We begin with dividing an episode into sequences. Let’s call a sequence as μEpisode. In each μEpisode, actions are perormed for short number of timesteps. We take loss as negative of reward and add an action penalty. Recall that actions should lie in [-1, 1]. Since for initial few timesteps actions could arbirtrarily lie anywhere in the real domain, this penalty is required. Also, reward is proportional to speed. If Very high action is chosen, than it sould also set very high speed and in turn very high reward, which is not expected ideally. Action penalty is somewhat similar to the regularisation loss.

function μEpisode(model, sim, initial_render, μEp_len)
    obs, action, reward, done, info = step!(sim, model(initial_render))
    loss = -reward + action_penalty(action)

    done && return loss

    for iter in 2:μEp_len
        obs, action, reward, done, info = step!(sim, model(obs))
        loss += -reward + action_penalty(action)
        done && return loss
    end

    return loss
end

In the episode!(...) function, gradient of the loss wrt to the parameters of the model is taken using Zygote.jl, a source-to-source AD package. Gradients are clamped in order ot prevent the overflow due to gradient explosion.

function episode!(sim)    
    for μEp in 1:NUM_μEPISODES
        # Get the gradients of μEpisode
        initial_render = render_obs(sim)
        gs = Zygote.gradient(params(model)) do
            μEpisode(model, sim, initial_render, μEPISODE_LENGTH)
        end

        # Update the weights
        for p in params(model)
            clamp!(gs[p], -0.01f0, 0.01f0)
            Flux.Optimise.update!(opt, p, gs[p])
        end

        sim.done && break
    end

    reset!(sim)
end

And after a while, you should be able to see the bot guiding itself on the lane!
Straight road

What next?

Final Thoughts

I believe this is just a start for differentiable programming. By having knowledge about the system, we can speed up the training of a model on it by leaps and bounds.

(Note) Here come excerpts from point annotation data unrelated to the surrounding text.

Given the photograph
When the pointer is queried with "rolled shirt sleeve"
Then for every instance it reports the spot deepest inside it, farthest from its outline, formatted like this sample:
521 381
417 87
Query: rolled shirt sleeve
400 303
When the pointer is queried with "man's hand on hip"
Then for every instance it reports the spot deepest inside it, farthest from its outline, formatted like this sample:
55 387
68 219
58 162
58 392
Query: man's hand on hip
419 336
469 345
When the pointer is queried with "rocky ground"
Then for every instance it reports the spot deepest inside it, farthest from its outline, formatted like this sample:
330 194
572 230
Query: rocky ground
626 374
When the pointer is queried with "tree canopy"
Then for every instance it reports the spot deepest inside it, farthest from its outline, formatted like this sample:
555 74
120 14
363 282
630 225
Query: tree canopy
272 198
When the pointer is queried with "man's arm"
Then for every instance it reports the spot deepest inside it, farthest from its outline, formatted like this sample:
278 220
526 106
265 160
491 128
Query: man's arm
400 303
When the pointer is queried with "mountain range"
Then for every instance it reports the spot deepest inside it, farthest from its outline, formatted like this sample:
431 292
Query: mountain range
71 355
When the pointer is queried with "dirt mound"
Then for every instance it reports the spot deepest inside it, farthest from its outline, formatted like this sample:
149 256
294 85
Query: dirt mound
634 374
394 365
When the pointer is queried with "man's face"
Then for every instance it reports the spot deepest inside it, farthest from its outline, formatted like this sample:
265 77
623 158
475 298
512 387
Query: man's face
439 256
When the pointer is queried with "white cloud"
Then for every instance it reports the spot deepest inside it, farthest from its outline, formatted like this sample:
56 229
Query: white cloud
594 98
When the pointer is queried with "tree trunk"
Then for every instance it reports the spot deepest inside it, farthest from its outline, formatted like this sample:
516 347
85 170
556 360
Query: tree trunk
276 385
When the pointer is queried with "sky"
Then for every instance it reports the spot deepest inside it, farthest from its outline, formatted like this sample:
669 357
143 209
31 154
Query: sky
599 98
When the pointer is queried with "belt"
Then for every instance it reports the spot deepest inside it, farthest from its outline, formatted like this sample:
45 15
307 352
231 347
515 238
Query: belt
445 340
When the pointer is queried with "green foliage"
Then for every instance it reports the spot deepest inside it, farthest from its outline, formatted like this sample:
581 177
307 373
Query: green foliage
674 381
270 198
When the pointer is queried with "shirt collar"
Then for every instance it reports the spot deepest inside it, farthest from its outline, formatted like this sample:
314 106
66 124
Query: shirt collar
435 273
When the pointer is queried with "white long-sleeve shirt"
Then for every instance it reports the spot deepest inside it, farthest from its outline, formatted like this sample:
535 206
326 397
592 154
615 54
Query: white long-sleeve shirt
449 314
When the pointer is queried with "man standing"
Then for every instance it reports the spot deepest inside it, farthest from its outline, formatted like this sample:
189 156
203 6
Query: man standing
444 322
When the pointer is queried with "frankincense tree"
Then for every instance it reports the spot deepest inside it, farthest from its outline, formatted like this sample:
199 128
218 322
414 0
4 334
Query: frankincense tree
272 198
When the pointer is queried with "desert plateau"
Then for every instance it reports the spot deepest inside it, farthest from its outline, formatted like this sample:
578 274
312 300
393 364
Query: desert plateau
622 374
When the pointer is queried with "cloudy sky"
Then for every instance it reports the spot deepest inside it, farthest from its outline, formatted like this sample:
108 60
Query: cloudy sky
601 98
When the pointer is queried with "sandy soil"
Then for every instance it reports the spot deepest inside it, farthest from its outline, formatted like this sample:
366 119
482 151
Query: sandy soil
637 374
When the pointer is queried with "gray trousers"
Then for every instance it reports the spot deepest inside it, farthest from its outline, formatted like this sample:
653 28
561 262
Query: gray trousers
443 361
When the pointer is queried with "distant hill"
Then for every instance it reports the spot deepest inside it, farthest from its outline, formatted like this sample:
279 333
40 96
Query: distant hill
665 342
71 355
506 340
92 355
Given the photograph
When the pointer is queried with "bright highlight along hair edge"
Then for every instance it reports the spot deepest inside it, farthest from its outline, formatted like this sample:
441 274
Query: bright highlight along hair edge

It was a very productive summer for me. I am extremely grateful to my mentor Mike Innes for posing faith in me for this ambitious project. A huge thanks to my fellow GSoC’er Avik Pal for his amazing RayTracer, and helping me out from time to time. I would also like to thank Dhairya Gandhi for his valuable inputs, Julia Computing Bengaluru for hosting me, and Julia Computing for providing machines for training. Finally, I thank Google for providing me this amazing opportunity in being part of the mission to drive open source culture.